Another, happier anniversary

It was a year ago today that I discovered the awesome history/death penalty blog Executed Today. It profiles an execution every single day of the year: “On this day in this year, so-and-so was executed, and here is the story.” It’s been running for a couple of years now. I was happy to take some of the burden off the blogger’s hands and have written many guest entries. I specialize in Holocaust/Nazi stuff but have written entries about other cases too.

Check ’em out:

January 15, 2000: Kasongo, a child soldier from the Democratic Republic of Congo
January 17, 1945: Not Szymon Srebrnik, who survived his execution at the little-known Nazi extermination camp Chelmno
February 23, 1629: John Dean, an eight-year-old arsonist and probably the youngest person ever executed in England
April 1, 1942: Not Hersh Smolar, a Jewish resistance leader from the Minsk Ghetto who escaped death through a ruse
April 6, 1945: Kim Malthe-Bruun, a resistance member in Nazi-occupied Denmark who also wrote awesome love letters
April 8, 1943: Otto and Elise Hampell, for writing seditious postcards in Nazi Germany (theirs was the story behind one of my favorite novels, Every Man Dies Alone)
April 13, 1942: Anton Schmid, a German who saved Jews in Nazi-occupied Poland
May 19, 1942: Shimon Cohen, a Lithuanian Jew in hiding who was caught by the Nazis
May 20, 1943: Wilhelm H., for writing anti-Hitler graffiti in a toilet
May 23, 1673: Thomas Cornell, whose allegedly murdered mother allegedly implicated him in a dream
May 27, 1941: Mirjam Sara P., a victim of the Nazis’ T4 program designed to eliminate people with disabilities
June 12, 1903: Ora Copenhaver and William Jackson, two murderers who happened to be hanged on the same day
July 30, 1419: The First Defenestration of Prague, wherein rioters invaded the town hall and threw a bunch of people out the window
August 15, 2004: Atefah Rajabi Shalaaleh, an unchaste Saudi Arabian teenager
August 18, 1775: Thomas Jeremiah, a black guy in pre-Revolutionary South Carolina who got too rich and successful for his own good
September 5, 1942: Children’s Action in the Lodz Ghetto, wherein the Nazis deported almost all the ghetto’s children and old people to their deaths
September 15, 1944: Mala Zimetbaum and Edek Galinski, who were caught after they escaped from Auschwitz together
September 29, 1941: Babi Yar Massacre, when the Nazis killed over 33,000 people in two days in Kiev, Ukraine
November 23, 1499: Perkin Warbeck, who pretended to be one of the lost Princes of the Tower
November 24, 2009: Two Chinese men implicated in a horrific international product-tampering scandal involving baby milk
December 23, 1942: Sasha Filippov, a teenage Russian spy during the Battle of Stalingrad (he was a minor character in the movie Enemy at the Gates)
December 27, 1944: Not Sim Kessel, an inmate of Auschwitz who survived one execution and escaped another, on the same day
December 30, 1818: Robert Johnston, a robber whose hanging was botched so badly that they had to do it to him four times

I’ve got more coming up too, including two later this month. I love researching and writing these things, and the owner of Executed Today loves having some of the responsibility taken off his hands. It’s a win-win situation. 🙂

Anniversary #2

So the attack happened two years ago today.

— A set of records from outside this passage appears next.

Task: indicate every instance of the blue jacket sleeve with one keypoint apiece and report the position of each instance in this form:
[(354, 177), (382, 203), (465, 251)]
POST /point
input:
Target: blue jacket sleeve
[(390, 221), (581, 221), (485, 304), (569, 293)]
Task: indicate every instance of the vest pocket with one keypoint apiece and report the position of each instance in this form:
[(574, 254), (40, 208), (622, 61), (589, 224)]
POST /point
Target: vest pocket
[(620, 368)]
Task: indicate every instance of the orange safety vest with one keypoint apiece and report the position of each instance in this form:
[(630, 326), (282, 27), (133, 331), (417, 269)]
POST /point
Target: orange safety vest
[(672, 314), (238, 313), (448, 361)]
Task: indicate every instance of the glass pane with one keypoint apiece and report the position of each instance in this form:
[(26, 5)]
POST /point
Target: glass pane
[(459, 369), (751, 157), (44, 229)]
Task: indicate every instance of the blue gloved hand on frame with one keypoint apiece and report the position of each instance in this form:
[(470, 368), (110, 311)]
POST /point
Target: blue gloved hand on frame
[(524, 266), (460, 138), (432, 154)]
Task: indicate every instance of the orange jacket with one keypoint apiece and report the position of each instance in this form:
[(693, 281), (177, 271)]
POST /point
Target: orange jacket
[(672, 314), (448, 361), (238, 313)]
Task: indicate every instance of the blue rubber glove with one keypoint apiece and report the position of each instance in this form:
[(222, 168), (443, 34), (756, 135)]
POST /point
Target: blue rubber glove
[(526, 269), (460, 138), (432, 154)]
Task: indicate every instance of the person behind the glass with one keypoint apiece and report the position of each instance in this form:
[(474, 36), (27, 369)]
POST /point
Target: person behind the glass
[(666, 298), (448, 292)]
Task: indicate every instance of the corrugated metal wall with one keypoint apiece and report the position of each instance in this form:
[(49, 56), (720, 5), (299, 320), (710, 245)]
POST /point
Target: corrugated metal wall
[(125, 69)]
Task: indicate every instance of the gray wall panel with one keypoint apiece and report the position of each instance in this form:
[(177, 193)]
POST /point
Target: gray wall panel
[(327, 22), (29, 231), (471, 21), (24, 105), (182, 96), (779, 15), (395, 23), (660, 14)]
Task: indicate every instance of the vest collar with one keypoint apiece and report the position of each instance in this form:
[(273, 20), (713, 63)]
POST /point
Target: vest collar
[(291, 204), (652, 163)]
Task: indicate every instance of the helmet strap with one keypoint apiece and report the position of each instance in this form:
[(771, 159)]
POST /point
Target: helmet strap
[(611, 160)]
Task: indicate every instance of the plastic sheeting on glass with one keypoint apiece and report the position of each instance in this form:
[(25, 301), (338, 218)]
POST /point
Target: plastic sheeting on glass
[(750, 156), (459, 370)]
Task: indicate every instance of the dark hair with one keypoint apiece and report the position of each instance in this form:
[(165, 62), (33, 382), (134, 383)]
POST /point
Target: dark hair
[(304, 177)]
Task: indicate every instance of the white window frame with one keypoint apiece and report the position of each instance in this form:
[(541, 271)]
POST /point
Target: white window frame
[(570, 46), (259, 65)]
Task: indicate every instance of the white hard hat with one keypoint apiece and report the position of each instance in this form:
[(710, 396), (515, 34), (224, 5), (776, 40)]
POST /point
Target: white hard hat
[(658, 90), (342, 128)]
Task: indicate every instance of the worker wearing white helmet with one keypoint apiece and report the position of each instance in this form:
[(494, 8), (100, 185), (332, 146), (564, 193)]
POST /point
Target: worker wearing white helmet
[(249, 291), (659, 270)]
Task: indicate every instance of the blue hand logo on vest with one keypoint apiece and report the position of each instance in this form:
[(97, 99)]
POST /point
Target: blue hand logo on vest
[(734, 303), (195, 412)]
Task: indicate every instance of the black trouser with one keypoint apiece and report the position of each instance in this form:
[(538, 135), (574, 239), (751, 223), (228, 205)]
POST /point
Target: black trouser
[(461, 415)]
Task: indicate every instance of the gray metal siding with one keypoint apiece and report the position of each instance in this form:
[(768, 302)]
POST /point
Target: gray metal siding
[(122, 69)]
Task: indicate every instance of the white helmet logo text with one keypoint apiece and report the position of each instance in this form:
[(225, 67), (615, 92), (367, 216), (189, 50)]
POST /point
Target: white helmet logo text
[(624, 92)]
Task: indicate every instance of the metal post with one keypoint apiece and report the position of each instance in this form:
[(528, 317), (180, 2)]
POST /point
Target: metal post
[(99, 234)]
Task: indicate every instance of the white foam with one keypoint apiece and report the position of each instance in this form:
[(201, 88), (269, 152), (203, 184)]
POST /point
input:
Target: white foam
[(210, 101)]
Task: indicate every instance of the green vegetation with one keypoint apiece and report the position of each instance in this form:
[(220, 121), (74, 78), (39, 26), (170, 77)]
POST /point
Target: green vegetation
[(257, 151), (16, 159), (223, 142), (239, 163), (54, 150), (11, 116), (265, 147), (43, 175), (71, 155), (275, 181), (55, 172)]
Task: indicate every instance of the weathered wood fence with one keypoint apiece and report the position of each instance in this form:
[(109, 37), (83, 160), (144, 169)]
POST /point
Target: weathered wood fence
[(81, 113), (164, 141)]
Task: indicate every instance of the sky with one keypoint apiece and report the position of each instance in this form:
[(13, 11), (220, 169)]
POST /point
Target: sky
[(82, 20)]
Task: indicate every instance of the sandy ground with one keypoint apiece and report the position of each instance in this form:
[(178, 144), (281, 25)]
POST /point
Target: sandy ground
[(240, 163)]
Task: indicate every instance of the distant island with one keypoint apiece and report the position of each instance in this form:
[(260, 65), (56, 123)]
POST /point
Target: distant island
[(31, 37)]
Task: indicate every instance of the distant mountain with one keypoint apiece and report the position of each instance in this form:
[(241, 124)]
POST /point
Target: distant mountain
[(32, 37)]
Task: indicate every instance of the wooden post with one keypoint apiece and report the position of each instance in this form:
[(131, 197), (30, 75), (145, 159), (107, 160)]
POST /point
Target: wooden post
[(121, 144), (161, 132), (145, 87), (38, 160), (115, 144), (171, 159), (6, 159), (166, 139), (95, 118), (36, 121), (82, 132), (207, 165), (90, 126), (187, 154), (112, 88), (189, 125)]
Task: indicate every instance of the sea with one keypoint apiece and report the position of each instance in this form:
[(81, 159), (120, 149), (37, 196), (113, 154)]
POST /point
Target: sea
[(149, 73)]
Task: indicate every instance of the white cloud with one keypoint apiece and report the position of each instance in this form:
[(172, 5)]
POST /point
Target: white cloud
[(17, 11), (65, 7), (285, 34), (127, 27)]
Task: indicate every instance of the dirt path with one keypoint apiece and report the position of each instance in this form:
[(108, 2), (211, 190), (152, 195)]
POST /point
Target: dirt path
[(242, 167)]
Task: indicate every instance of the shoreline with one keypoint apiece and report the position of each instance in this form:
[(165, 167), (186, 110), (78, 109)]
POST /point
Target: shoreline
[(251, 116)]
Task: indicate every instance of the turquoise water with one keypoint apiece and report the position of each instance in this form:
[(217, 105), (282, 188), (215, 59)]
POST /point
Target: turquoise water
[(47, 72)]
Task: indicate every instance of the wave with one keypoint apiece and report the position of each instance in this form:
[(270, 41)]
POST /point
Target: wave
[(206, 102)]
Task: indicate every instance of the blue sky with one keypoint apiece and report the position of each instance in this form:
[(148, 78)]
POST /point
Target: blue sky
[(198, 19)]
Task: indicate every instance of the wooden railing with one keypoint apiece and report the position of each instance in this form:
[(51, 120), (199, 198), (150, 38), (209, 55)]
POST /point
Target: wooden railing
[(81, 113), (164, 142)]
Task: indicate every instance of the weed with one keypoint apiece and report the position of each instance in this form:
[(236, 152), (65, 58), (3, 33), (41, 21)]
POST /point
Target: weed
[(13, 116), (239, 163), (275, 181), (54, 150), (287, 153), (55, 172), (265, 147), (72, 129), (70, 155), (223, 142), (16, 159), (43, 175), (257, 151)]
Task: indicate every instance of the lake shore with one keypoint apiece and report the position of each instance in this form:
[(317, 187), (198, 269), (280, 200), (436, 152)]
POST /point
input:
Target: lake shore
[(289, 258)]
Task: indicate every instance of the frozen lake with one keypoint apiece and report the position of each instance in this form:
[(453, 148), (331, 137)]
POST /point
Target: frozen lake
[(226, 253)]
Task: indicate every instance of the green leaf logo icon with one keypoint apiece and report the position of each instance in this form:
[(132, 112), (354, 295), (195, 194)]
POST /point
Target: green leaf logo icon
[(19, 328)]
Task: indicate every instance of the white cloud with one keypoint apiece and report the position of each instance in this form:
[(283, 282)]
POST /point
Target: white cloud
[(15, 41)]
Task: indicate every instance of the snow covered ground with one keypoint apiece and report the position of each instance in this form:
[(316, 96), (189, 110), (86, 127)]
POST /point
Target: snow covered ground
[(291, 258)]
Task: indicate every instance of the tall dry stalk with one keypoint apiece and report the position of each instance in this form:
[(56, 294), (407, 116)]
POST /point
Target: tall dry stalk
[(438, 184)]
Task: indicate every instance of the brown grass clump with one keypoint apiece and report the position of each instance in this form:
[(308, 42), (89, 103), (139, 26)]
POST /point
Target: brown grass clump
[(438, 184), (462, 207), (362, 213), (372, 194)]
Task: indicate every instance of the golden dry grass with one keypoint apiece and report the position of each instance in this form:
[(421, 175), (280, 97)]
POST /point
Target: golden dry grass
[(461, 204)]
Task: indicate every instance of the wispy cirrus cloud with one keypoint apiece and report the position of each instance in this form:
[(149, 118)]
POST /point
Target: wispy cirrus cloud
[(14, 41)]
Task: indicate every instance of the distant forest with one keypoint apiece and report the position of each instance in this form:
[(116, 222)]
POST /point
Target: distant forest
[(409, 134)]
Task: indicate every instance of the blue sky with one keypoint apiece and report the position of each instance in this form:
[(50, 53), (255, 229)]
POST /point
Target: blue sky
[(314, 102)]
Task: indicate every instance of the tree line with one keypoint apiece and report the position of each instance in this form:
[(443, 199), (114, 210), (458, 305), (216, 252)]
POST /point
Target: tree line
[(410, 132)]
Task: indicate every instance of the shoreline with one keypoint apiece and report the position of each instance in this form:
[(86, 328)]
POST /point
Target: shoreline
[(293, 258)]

I’m not sure what to say about it. There are a lot of things I’d like to say, but I don’t think it’s a good idea, both because I want to protect the privacy of others and because I don’t want to open myself to more of the kind of abuse I experienced from certain people two summers ago. I’m still not sure whether or not it was a mistake to go public with the story or not. I had to deal with a lot of nastiness, but there was a great deal of support too. And my real friends stood by me. No one who knows and loves me ever believed I made the story up.

I still think about Rollo every day — often several times a day, and more so lately. What I feel about the whole thing is not so much fear as shame. Shame about all the stuff I said and did while I was with him, making him think I liked it, reinforcing every twisted belief he had that made him rape women in the first place, just because I so frightened of him. I know for a fact that he walked away blissfully unaware that I would go straight to the police. I’m very sure that, to this day, he believes he did nothing wrong. And I know in my head that I shouldn’t blame myself for any of that, but the shame feeling is there anyway.

But it’s been two years, and I’m alive and doing all right for myself, and he’s in prison and facing deportation to Sudan when he gets out. He’ll never bother me again, except in my own head, and I’m trying very hard to kick him out of there.

I guess that’s the best I can hope for.